Summary. The paper proposes TF-MoE, a sparse Mixture-of-Experts architecture for speech separation built on a mel-band-splitting Conformer backbone. It introduces alternating time-wise and frequency-wise MoE modules that perform dynamic expert selection per frame or mel band. The central empirical claim is that this yields consistent gains under compute constraints, specifically +3.8 dB SDR improvement over BSRNN on Libri2Mix at a comparable inference cost of 4.1 GMACs/s, positioning the model for edge deployment.

Significance. If the efficiency and performance claims are substantiated with full cost accounting and specialization evidence, the work would offer a practical route to higher-capacity speech separation models without proportional compute growth, which is relevant for on-device audio processing.

major comments (2)

[Abstract] Abstract: the headline result (+3.8 dB SDR at 4.1 GMACs/s) rests on the unverified assertion that alternating time/frequency MoE modules add negligible inference cost beyond the stated GMACs figure. No derivation or breakdown of MACs for the gating networks, expert loading, or dynamic routing is supplied, so it is impossible to confirm that the comparison to BSRNN remains valid once routing overhead is included.
[Abstract] Abstract: the claim of 'genuine specialization' via per-frame/per-mel-band expert selection lacks supporting statistics (e.g., expert utilization histograms or activation overlap metrics).
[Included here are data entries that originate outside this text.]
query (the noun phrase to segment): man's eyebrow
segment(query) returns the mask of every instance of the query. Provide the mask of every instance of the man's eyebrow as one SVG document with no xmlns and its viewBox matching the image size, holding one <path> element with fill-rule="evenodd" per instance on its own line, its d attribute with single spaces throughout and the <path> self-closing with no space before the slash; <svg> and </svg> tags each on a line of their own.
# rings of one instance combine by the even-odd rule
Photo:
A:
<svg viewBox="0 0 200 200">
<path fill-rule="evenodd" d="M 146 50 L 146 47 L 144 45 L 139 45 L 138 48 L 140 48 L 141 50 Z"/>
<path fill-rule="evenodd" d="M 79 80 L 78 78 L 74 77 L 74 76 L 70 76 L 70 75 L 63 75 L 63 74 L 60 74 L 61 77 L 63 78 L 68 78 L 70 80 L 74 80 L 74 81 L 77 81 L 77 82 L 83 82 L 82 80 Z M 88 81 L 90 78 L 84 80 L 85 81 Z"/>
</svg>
Without these, the efficiency advantage could be an artifact of redundant computation paths rather than sparse capacity increase.

Simulated Author's Rebuttal

2 responses · 0 unresolved

We thank the referee for the constructive feedback on the computational cost accounting and evidence of specialization. We address each major comment below and will revise the manuscript to incorporate the requested details.

read point-by-point responses

Referee: [Abstract] Abstract: the headline result (+3.8 dB SDR at 4.1 GMACs/s) rests on the unverified assertion that alternating time/frequency MoE modules add negligible inference cost beyond the stated GMACs figure. No derivation or breakdown of MACs for the gating networks, expert loading, or dynamic routing is supplied, so it is impossible to confirm that the comparison to BSRNN remains valid once routing overhead is included.

Authors: We agree that an explicit breakdown strengthens the efficiency claim. The reported 4.1 GMACs/s was obtained via standard FLOPs profiling of the complete architecture (including gating and routing) on the target hardware, but the abstract and main text do not provide the component-wise derivation. We will add a dedicated paragraph and supplementary table in the revised manuscript that decomposes the MACs for the time-wise and frequency-wise MoE modules, gating networks, and routing overhead to allow direct verification against BSRNN. revision: yes
Referee: [Abstract] Abstract: the claim of 'genuine specialization' via per-frame/per-mel-band expert selection lacks supporting statistics (e.g., expert utilization histograms or activation overlap metrics). Without these, the efficiency advantage could be an artifact of redundant computation paths rather than sparse capacity increase.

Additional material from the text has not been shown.